What is the Coin Toss Streak Calculator?
This tool tells you how likely you are to see a streak (run) of k identical coin flips somewhere within n total tosses. It works for a fair coin (\(p = 0.5\)) or any biased coin where one side appears with probability \(p\). It also reports the basic chance that a specific block of k flips all land the same way, and the expected number of such runs.
How to use it
Enter the number of flips (n), the streak length you care about (k), and the probability p of the side you're tracking. The calculator returns the chance of seeing at least one streak of length k or more, the simple \(p^k\) probability, and an estimate of how many runs to expect.
The formula explained
The probability that k flips in a row are all the chosen side is simply \(p^{k}\). The harder question — the chance of at least one run of length k anywhere in n flips — is solved exactly with a dynamic program that tracks the current number of consecutive matching flips and an absorbing "achieved" state.

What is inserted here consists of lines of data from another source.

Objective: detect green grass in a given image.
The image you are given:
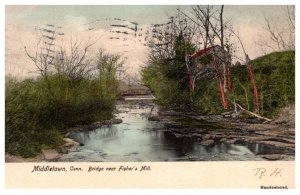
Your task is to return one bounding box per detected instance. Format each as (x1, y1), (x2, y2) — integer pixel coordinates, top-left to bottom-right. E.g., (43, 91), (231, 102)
(142, 51), (295, 117)
(175, 118), (236, 131)
(5, 75), (115, 157)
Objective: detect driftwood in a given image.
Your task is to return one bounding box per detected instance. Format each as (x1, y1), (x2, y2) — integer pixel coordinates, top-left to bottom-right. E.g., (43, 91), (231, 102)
(234, 103), (272, 122)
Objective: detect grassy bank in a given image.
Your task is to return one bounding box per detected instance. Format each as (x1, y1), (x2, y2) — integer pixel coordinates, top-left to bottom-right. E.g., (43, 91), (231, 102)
(142, 51), (295, 117)
(5, 75), (115, 157)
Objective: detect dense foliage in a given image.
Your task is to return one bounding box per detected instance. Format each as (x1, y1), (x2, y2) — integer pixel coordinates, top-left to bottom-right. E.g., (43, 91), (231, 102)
(142, 47), (295, 117)
(5, 49), (121, 157)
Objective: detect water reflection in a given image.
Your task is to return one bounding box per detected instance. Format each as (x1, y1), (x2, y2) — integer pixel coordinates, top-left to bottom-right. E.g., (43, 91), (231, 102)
(59, 103), (282, 162)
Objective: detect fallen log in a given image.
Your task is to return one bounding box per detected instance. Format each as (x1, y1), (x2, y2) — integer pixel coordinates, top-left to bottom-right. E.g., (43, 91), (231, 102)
(234, 103), (272, 122)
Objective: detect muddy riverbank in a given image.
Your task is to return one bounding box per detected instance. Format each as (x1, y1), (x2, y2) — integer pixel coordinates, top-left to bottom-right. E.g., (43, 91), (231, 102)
(5, 100), (295, 162)
(156, 103), (295, 160)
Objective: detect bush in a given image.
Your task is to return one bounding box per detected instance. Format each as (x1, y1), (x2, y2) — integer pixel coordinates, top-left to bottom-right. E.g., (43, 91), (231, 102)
(5, 75), (115, 157)
(142, 51), (295, 117)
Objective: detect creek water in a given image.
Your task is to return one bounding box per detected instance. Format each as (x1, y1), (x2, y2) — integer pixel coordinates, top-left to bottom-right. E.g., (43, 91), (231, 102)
(58, 104), (270, 162)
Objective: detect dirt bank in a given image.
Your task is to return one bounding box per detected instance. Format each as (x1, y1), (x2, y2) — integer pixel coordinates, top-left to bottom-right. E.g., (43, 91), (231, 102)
(157, 105), (295, 160)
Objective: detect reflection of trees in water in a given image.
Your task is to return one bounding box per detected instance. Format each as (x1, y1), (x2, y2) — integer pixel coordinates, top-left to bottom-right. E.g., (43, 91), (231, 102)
(77, 126), (118, 143)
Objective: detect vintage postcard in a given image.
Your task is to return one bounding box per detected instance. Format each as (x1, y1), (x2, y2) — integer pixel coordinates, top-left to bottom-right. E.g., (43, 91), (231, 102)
(5, 4), (295, 189)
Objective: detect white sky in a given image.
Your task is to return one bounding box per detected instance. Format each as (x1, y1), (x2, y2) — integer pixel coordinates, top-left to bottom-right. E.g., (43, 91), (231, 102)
(5, 5), (296, 77)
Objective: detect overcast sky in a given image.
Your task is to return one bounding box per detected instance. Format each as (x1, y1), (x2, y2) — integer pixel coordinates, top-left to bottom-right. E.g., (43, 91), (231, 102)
(5, 5), (294, 75)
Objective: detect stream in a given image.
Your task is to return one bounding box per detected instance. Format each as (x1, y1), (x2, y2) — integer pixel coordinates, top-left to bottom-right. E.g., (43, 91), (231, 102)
(58, 100), (278, 162)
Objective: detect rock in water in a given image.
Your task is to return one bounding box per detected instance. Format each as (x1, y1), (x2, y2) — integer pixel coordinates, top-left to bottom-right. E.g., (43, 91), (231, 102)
(148, 116), (160, 121)
(112, 118), (123, 124)
(200, 139), (215, 146)
(42, 149), (60, 161)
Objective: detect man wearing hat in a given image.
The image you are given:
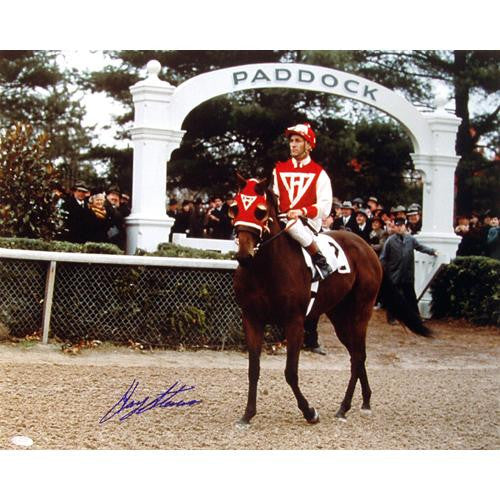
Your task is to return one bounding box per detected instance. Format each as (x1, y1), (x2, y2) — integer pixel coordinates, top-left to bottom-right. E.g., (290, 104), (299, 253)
(104, 186), (126, 250)
(366, 196), (380, 216)
(380, 217), (438, 320)
(406, 203), (422, 234)
(61, 181), (91, 243)
(273, 123), (333, 279)
(332, 201), (357, 231)
(354, 208), (372, 243)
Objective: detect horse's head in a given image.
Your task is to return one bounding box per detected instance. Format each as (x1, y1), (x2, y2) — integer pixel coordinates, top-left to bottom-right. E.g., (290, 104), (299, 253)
(229, 173), (271, 266)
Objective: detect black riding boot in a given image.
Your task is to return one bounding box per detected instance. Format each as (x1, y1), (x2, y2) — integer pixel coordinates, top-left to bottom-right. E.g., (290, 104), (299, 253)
(306, 241), (333, 281)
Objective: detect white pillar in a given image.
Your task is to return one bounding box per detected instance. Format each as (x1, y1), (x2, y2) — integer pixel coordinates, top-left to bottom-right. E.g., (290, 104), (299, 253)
(126, 61), (184, 254)
(411, 106), (460, 317)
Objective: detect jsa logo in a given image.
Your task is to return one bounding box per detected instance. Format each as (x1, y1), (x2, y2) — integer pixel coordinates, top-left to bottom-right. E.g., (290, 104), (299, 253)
(280, 172), (314, 208)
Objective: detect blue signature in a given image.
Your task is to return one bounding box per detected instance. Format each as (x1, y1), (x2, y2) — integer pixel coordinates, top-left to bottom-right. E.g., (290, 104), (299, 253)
(99, 379), (201, 424)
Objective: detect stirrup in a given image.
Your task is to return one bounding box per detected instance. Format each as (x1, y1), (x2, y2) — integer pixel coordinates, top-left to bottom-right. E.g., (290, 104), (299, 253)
(312, 252), (333, 281)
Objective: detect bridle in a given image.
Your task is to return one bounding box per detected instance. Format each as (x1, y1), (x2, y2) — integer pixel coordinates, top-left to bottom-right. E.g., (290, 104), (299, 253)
(236, 217), (297, 254)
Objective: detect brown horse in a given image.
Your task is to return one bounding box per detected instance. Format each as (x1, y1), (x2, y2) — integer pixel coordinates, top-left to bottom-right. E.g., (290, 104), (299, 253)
(230, 174), (430, 425)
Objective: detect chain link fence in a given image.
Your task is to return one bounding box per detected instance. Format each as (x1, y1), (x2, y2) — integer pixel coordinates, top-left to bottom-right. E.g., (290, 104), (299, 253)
(0, 249), (277, 349)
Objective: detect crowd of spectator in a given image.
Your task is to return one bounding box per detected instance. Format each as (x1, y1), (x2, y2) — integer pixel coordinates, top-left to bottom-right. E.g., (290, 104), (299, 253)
(167, 193), (234, 240)
(455, 210), (500, 259)
(53, 181), (500, 259)
(52, 181), (130, 250)
(167, 193), (500, 259)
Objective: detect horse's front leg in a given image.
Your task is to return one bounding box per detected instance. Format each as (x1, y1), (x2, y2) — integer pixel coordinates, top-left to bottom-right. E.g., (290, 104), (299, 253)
(285, 318), (319, 424)
(239, 317), (264, 425)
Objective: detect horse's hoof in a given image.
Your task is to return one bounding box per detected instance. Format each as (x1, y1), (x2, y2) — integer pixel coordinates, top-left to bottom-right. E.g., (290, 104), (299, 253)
(306, 408), (319, 424)
(335, 408), (347, 422)
(234, 418), (250, 431)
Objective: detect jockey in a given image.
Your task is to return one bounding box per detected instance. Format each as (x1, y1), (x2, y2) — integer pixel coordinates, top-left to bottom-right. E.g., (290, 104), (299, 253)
(273, 123), (333, 279)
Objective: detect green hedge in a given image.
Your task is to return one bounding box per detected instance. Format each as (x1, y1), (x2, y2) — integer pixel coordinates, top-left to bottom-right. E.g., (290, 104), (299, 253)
(431, 257), (500, 326)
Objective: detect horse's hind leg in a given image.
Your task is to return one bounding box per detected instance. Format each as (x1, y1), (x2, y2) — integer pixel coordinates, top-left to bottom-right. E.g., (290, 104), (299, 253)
(239, 317), (264, 425)
(328, 304), (371, 420)
(285, 318), (319, 424)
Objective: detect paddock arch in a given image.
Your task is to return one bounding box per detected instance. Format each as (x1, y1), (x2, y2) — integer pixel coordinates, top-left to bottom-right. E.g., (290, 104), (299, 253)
(126, 61), (460, 312)
(168, 63), (432, 154)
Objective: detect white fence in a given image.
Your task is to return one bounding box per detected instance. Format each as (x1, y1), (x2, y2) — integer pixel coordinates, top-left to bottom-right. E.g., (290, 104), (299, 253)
(0, 248), (243, 348)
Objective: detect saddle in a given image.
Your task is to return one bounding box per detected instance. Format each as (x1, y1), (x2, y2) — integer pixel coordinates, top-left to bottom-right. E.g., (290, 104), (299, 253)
(302, 233), (351, 316)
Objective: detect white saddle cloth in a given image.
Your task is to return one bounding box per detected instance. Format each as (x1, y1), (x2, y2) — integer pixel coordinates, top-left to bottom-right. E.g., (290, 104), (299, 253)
(302, 233), (351, 276)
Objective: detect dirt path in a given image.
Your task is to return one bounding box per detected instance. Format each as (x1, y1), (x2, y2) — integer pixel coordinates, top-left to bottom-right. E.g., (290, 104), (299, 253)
(0, 311), (500, 449)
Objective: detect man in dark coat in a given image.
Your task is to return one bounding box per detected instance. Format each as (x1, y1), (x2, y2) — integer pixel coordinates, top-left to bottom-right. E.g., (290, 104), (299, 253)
(380, 217), (438, 320)
(353, 208), (372, 243)
(332, 201), (357, 231)
(61, 181), (90, 243)
(104, 186), (127, 250)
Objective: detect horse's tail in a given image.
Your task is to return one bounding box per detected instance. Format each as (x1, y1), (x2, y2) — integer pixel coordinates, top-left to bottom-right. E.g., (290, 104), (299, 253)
(380, 271), (432, 337)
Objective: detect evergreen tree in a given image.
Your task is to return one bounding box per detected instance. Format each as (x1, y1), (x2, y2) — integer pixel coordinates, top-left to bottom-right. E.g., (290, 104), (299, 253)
(0, 123), (63, 239)
(0, 50), (92, 186)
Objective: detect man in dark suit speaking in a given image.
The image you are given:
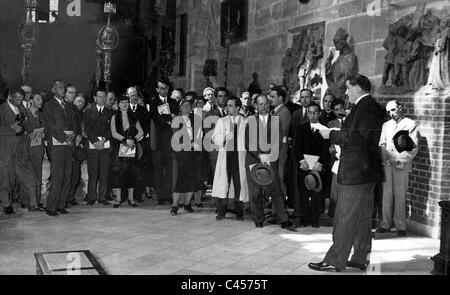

Each flip either extends the run (probability \(p\)) or resets it (probability \(1-p\)).
$$P(\text{run} \ge k) = 1 - Q(n) \\[1.2em] \text{where}\quad \left\{ \begin{aligned} k &= \text{Streak length} \\ p &= \text{Probability} \\ q &= 1 - p \end{aligned} \right.$$
Worked example
For a fair coin (\(p = 0.5\)), \(k = 3\), \(n = 5\): $$p^k = 0.5^3 = 0.125 \ (12.5\%)$$ The exact probability of at least one run of 3 heads in 5 flips works out to \(0.25\) (25%).
FAQ
What if k is bigger than n? A streak of k can't fit, so the probability is 0.
Does this count overlapping runs? The streak probability is "at least one run of length k or more"; the expected-runs figure is an approximate count of distinct runs.
Can I use a biased coin? Yes — set \(p\) to any value between 0 and 1 for the side you're tracking.